Treatment of HIV has drastically improved since the 1980s, but many of these individuals are still facing barriers to proper cancer care.
People living with HIV have an estimated 50 percent increased rate of also being diagnosed with cancer, yet this population still faces barriers to care, with many of individuals not getting proper cancer treatment.
So, a team of health care providers, patients and advocates gathered to create new National Comprehensive Cancer Network (NCCN) treatment guidelines for people living with HIV who also have cancer. The guidelines focus on the collaboration between the patient, their cancer care team and HIV specialists to ensure that they get safe and appropriate treatment.

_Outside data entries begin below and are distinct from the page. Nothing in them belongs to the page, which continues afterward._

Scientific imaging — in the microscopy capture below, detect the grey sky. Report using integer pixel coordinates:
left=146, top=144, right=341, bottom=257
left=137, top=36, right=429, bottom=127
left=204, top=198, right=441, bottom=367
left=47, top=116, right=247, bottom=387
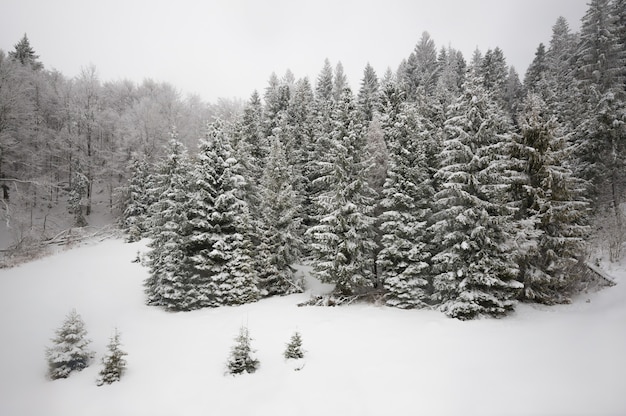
left=0, top=0, right=587, bottom=101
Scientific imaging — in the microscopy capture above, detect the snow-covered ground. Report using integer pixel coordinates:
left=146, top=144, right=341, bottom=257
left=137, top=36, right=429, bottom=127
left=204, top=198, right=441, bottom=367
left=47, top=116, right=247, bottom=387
left=0, top=240, right=626, bottom=416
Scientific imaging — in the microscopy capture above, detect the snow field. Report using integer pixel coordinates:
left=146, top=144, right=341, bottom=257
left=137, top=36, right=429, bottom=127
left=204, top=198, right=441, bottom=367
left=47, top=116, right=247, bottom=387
left=0, top=240, right=626, bottom=416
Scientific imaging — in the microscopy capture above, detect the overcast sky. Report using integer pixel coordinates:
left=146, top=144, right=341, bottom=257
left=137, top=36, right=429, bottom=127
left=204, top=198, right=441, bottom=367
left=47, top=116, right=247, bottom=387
left=0, top=0, right=587, bottom=101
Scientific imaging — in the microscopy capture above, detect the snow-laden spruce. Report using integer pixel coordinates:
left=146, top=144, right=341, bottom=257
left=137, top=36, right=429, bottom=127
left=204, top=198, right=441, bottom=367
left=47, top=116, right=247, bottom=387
left=307, top=88, right=376, bottom=296
left=46, top=309, right=94, bottom=380
left=377, top=84, right=436, bottom=308
left=226, top=325, right=260, bottom=375
left=96, top=328, right=128, bottom=386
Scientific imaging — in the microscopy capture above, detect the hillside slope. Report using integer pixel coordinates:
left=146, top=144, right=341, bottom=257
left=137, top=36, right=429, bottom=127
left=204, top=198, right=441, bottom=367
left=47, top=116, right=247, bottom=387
left=0, top=240, right=626, bottom=416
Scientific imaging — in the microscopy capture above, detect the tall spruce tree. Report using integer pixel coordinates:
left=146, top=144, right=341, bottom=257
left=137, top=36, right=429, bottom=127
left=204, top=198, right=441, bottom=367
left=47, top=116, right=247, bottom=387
left=307, top=89, right=376, bottom=296
left=259, top=138, right=303, bottom=296
left=516, top=94, right=589, bottom=304
left=46, top=309, right=94, bottom=380
left=187, top=120, right=258, bottom=307
left=430, top=71, right=522, bottom=319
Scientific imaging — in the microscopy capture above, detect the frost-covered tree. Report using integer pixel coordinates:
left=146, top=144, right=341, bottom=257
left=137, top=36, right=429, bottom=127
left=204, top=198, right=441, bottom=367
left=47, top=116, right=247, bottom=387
left=307, top=89, right=376, bottom=296
left=46, top=309, right=94, bottom=380
left=144, top=133, right=198, bottom=310
left=518, top=94, right=589, bottom=304
left=9, top=33, right=43, bottom=71
left=358, top=62, right=380, bottom=121
left=430, top=73, right=522, bottom=319
left=120, top=157, right=155, bottom=242
left=67, top=169, right=89, bottom=227
left=377, top=94, right=437, bottom=308
left=283, top=331, right=304, bottom=360
left=96, top=328, right=128, bottom=386
left=259, top=138, right=303, bottom=296
left=226, top=325, right=260, bottom=375
left=186, top=121, right=258, bottom=307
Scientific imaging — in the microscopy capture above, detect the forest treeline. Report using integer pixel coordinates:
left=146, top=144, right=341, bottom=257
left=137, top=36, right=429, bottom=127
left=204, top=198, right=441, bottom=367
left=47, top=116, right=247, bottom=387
left=0, top=0, right=626, bottom=319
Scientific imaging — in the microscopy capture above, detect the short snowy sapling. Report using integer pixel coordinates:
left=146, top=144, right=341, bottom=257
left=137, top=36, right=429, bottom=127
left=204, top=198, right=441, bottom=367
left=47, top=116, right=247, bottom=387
left=283, top=331, right=304, bottom=360
left=96, top=328, right=128, bottom=386
left=226, top=326, right=259, bottom=375
left=46, top=309, right=94, bottom=380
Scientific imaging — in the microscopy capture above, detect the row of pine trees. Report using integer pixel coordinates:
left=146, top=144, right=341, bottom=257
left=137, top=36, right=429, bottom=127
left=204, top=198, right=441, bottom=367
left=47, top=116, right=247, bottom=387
left=123, top=0, right=626, bottom=319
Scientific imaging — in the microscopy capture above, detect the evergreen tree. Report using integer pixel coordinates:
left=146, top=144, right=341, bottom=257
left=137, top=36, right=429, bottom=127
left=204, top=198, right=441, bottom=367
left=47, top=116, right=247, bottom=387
left=333, top=62, right=348, bottom=102
left=96, top=328, right=128, bottom=386
left=524, top=43, right=548, bottom=94
left=9, top=33, right=43, bottom=71
left=259, top=138, right=303, bottom=296
left=187, top=121, right=258, bottom=307
left=377, top=96, right=436, bottom=308
left=429, top=72, right=521, bottom=319
left=400, top=32, right=438, bottom=100
left=144, top=132, right=198, bottom=310
left=46, top=309, right=94, bottom=380
left=358, top=62, right=379, bottom=121
left=226, top=326, right=260, bottom=375
left=120, top=157, right=154, bottom=242
left=283, top=331, right=304, bottom=360
left=518, top=94, right=589, bottom=304
left=307, top=89, right=376, bottom=296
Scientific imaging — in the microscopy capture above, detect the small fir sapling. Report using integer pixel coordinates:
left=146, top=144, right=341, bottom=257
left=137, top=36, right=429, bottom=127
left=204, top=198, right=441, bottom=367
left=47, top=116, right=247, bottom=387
left=227, top=326, right=259, bottom=375
left=46, top=309, right=94, bottom=380
left=96, top=328, right=128, bottom=386
left=283, top=332, right=304, bottom=360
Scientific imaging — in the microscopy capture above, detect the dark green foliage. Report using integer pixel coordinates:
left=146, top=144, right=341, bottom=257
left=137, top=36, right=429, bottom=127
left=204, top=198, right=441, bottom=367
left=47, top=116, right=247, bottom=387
left=46, top=309, right=94, bottom=380
left=226, top=325, right=260, bottom=375
left=96, top=328, right=128, bottom=386
left=283, top=331, right=304, bottom=360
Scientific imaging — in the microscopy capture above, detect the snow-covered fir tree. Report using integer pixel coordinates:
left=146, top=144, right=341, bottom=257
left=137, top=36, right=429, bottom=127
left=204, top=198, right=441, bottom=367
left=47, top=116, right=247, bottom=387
left=120, top=157, right=155, bottom=242
left=377, top=84, right=436, bottom=308
left=186, top=121, right=259, bottom=307
left=283, top=331, right=304, bottom=360
left=430, top=71, right=522, bottom=319
left=259, top=138, right=303, bottom=296
left=307, top=89, right=376, bottom=295
left=46, top=309, right=94, bottom=380
left=510, top=94, right=589, bottom=304
left=96, top=328, right=128, bottom=386
left=144, top=133, right=198, bottom=310
left=226, top=325, right=260, bottom=375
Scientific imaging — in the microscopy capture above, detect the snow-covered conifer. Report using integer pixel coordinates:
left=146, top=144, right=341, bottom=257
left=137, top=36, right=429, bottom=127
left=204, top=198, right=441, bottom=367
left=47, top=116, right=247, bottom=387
left=259, top=138, right=303, bottom=296
left=96, top=328, right=128, bottom=386
left=226, top=325, right=260, bottom=375
left=307, top=89, right=376, bottom=295
left=46, top=309, right=94, bottom=380
left=377, top=86, right=436, bottom=308
left=430, top=72, right=522, bottom=319
left=144, top=133, right=198, bottom=310
left=283, top=331, right=304, bottom=360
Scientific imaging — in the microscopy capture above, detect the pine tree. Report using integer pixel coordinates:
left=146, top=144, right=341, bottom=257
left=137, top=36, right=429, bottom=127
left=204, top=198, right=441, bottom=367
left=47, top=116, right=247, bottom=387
left=283, top=331, right=304, bottom=360
left=187, top=121, right=258, bottom=307
left=9, top=33, right=43, bottom=71
left=307, top=89, right=376, bottom=296
left=226, top=325, right=260, bottom=375
left=259, top=138, right=303, bottom=296
left=519, top=94, right=589, bottom=304
left=377, top=93, right=436, bottom=308
left=358, top=62, right=380, bottom=121
left=429, top=72, right=521, bottom=319
left=96, top=328, right=128, bottom=386
left=46, top=309, right=94, bottom=380
left=120, top=158, right=155, bottom=242
left=144, top=132, right=198, bottom=310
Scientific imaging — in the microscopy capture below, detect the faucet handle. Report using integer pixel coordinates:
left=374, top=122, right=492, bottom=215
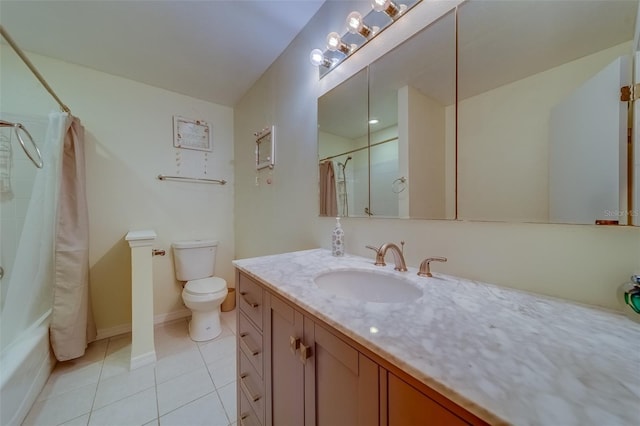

“Historically, people with HIV had trouble getting competent cancer treatment,” Jeff Taylor, from the Patient Advocate for the NCCN Guidelines Panel on Cancer in People Living with HIV, said in an interview with CURE.
For Taylor, the issue hits home. He is living with HIV and was diagnosed with anal cancer — a common cancer type for people with HIV – about two decades ago.
Other common types of cancer for people with HIV include non-Hodgkin lymphoma, Kaposi sarcoma, lung cancer, prostate cancer, liver cancer, colorectal cancer, Hodgkin lymphoma, oral/pharyngeal cancer, female breast cancer and cervical cancer.
Taylor said that some physicians are concerned with drug-drug interactions between many cancer treatments and some of the agents that were previously used to treat HIV.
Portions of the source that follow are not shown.